Letztens im Zug saß ich zwei jungen Frauen gegenüber, die wohl eine Ausbildung im kaufmännischen Umfeld machen. Die eine regte sich unglaublich auf, weil ihre Chefin sie zusammengestaucht hatte. Sie hatte nämlich keine Ahnung, was die Kundin wollte, als sie von einem Doubleface Wollstoff sprach. Das Mädel war immer noch der Ansicht, es müsse Englisch ausgesprochen werden, und schließlich könne sie doch nichts dafür, wenn die Kundin keine Ahnung von der richtigen Aussprache habe …

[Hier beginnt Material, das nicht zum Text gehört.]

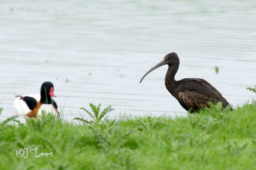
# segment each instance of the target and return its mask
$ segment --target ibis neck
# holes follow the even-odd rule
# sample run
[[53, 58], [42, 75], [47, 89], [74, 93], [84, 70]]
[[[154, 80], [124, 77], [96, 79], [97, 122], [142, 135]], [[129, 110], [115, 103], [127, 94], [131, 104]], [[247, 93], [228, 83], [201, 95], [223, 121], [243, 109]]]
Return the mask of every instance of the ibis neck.
[[165, 84], [168, 85], [171, 84], [175, 82], [175, 75], [179, 69], [178, 63], [175, 64], [174, 65], [169, 65], [168, 70], [165, 75]]

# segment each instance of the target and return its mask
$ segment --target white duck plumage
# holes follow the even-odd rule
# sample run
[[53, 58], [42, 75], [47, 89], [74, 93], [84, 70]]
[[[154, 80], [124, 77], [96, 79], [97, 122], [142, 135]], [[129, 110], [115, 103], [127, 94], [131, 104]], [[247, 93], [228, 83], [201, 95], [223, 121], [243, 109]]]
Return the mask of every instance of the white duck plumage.
[[26, 123], [26, 117], [31, 118], [41, 115], [43, 111], [57, 116], [59, 115], [57, 106], [51, 99], [54, 94], [53, 83], [44, 82], [41, 87], [40, 94], [25, 94], [17, 96], [14, 101], [14, 108], [19, 120], [22, 123]]

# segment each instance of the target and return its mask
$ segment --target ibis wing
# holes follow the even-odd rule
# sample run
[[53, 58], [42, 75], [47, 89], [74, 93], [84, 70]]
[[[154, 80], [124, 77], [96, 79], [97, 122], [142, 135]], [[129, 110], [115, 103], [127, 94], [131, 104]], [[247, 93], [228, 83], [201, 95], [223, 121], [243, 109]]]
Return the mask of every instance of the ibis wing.
[[194, 81], [202, 84], [204, 86], [207, 86], [212, 90], [213, 90], [213, 91], [219, 94], [220, 96], [222, 96], [222, 94], [219, 91], [218, 91], [218, 90], [217, 90], [214, 87], [212, 86], [212, 85], [206, 80], [200, 78], [195, 78], [194, 80]]
[[224, 106], [229, 105], [216, 88], [203, 79], [182, 79], [179, 86], [178, 100], [187, 110], [209, 107], [210, 102], [221, 102]]
[[190, 108], [194, 110], [199, 110], [201, 108], [209, 107], [209, 102], [214, 102], [214, 100], [203, 94], [188, 89], [179, 92], [178, 97], [179, 102], [187, 111]]

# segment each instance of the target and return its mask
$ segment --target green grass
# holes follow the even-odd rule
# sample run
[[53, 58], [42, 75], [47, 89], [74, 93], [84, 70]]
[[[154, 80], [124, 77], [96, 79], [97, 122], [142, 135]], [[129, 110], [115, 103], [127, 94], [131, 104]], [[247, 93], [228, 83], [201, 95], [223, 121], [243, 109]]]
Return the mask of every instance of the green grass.
[[[50, 116], [0, 126], [1, 170], [256, 170], [256, 101], [185, 118], [74, 125]], [[53, 157], [19, 157], [38, 148]]]

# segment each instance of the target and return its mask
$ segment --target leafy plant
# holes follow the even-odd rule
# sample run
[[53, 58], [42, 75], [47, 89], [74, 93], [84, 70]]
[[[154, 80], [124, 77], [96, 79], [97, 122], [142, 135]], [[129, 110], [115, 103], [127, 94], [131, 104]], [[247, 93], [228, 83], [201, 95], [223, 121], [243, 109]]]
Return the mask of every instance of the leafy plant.
[[73, 119], [73, 120], [78, 120], [82, 121], [84, 123], [90, 124], [99, 123], [106, 114], [112, 110], [114, 110], [114, 109], [112, 108], [112, 106], [108, 106], [107, 107], [105, 108], [100, 113], [101, 105], [101, 104], [100, 104], [97, 107], [92, 103], [90, 103], [90, 107], [91, 107], [93, 113], [92, 113], [92, 112], [89, 112], [84, 107], [80, 108], [80, 109], [82, 109], [86, 111], [86, 113], [89, 114], [91, 118], [93, 119], [93, 120], [89, 121], [84, 119], [80, 118], [75, 118]]
[[252, 91], [253, 92], [256, 93], [256, 85], [255, 85], [255, 88], [247, 88], [246, 89], [250, 91]]

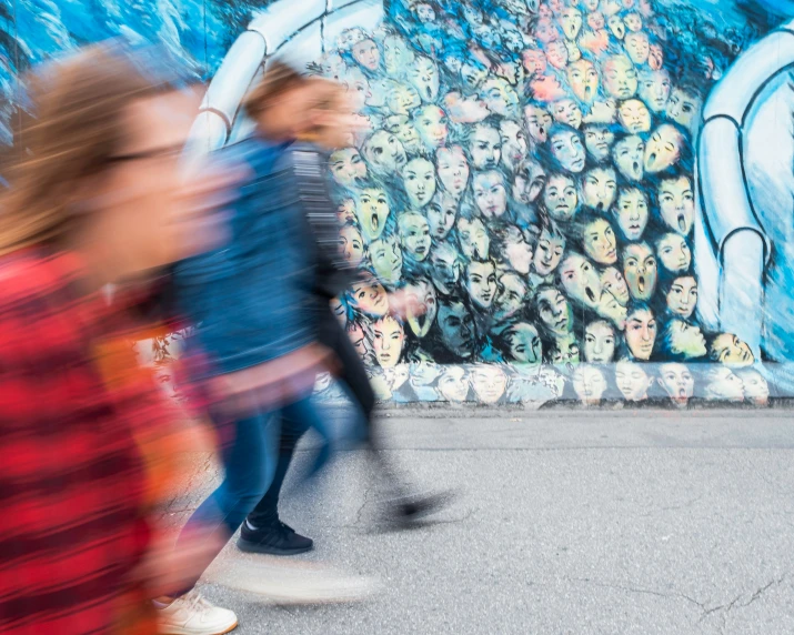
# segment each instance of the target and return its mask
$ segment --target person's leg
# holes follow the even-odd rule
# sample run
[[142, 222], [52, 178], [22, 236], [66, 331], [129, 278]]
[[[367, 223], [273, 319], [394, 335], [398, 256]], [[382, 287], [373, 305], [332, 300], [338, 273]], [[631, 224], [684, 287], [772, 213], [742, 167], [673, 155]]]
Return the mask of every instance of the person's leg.
[[250, 528], [274, 526], [279, 522], [279, 497], [284, 485], [284, 478], [292, 463], [295, 447], [301, 436], [309, 430], [305, 422], [289, 416], [281, 416], [281, 441], [279, 446], [279, 463], [275, 467], [270, 488], [262, 496], [253, 511], [248, 515]]
[[278, 427], [279, 419], [273, 415], [255, 415], [234, 423], [234, 439], [221, 452], [223, 482], [193, 512], [177, 541], [179, 547], [180, 541], [197, 534], [214, 536], [218, 550], [210, 554], [204, 568], [267, 492], [275, 472]]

In diesem Jahr fertigte ich doppelseitige Schlauchschals, bzw. Wendeschals in größeren Mengen.
Die freundlichen Wollgaben von Johanna und Frau Siebenstein wollten in Projekte münden, die anderen zugute kommen. Ich entschied mich für die obdachlosen Frauen in der Region, aber auch für Freunde. Die Idee kam mir, als ich dieses Modell von Purl Soho sah. Warme Wollschals, die man auch über den Kopf ziehen kann, sind für die obdachlosen Frauen doch bestimmt tauglich. Damit füllte ich dann den großen Umzugskarton von Frau Siebenstein bis an die Kante. Diese hatte nämlich einige ihrer feinen Stricksachen und Restgarne aussortiert und für die Frierenden zur Verfügung gestellt.

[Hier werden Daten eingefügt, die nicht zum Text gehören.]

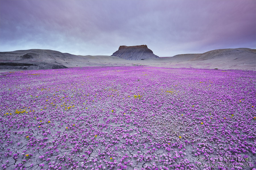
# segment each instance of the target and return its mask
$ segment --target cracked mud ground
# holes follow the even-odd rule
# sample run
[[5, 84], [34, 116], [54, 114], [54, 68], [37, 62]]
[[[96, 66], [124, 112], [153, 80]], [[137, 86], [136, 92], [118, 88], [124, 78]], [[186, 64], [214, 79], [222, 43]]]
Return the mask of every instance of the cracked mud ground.
[[[252, 169], [255, 73], [139, 66], [1, 73], [0, 168]], [[207, 160], [214, 157], [226, 160]]]

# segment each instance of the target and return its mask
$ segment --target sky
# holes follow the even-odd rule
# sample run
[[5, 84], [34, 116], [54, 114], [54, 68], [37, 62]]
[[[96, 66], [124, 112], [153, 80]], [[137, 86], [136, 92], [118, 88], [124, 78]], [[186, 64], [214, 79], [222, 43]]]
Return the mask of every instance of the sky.
[[110, 56], [143, 44], [160, 57], [255, 49], [256, 1], [0, 1], [0, 51]]

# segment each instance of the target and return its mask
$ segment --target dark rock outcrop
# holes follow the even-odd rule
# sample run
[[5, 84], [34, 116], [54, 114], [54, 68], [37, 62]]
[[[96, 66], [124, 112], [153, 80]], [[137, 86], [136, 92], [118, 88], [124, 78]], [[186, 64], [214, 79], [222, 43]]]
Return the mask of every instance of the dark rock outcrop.
[[12, 62], [0, 62], [0, 69], [6, 70], [41, 70], [65, 69], [68, 67], [63, 65], [42, 62], [12, 61]]
[[132, 46], [121, 46], [111, 56], [128, 60], [159, 58], [159, 57], [154, 54], [151, 50], [148, 48], [146, 45]]

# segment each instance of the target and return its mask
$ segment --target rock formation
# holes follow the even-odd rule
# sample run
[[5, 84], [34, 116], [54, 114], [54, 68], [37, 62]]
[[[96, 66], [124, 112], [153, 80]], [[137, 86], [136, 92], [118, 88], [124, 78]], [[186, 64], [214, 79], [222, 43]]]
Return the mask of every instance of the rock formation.
[[132, 46], [121, 46], [118, 50], [113, 53], [115, 56], [128, 60], [139, 60], [147, 58], [159, 58], [148, 48], [146, 45]]

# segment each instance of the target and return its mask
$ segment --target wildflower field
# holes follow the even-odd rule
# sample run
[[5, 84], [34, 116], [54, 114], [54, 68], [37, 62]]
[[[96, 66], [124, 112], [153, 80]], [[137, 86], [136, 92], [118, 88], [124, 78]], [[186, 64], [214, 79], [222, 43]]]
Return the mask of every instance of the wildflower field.
[[0, 169], [255, 169], [255, 73], [1, 73]]

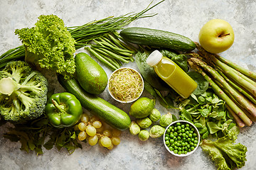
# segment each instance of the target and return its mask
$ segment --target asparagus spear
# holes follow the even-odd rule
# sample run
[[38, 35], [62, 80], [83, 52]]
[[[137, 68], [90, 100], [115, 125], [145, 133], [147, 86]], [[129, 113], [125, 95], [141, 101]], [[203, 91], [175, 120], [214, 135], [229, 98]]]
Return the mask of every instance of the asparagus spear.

Bildquelle und Anleitung https://www.purlsoho.com/create/2015/02/20/reversible-cowl/

“Das kann man doch bestimmt mit dem Handstrickapparat stricken und 250 öde Runden in glatt-rechts vermeiden”, dachte ich. Ja, kann man, bis auf die links gestrickte Bruchkante. Das habe ich einmal händisch umgehängt, bei 160 Maschen. Nein, danke, das muss ich nicht wieder haben.

Eine zweite Möglichkeit testete ich auch: an einer Seite strickte ich einfach noch händisch eine Runde links. Aber ehrlich gesagt: die beiden unterschiedlichen Farbflächen schmiegen sich auch ohne Bruch gut aneinander.

Wie ich es schließlich gemacht habe, erläutere ich dann im Rahmen der Anleitung, die zum Download bereit steht.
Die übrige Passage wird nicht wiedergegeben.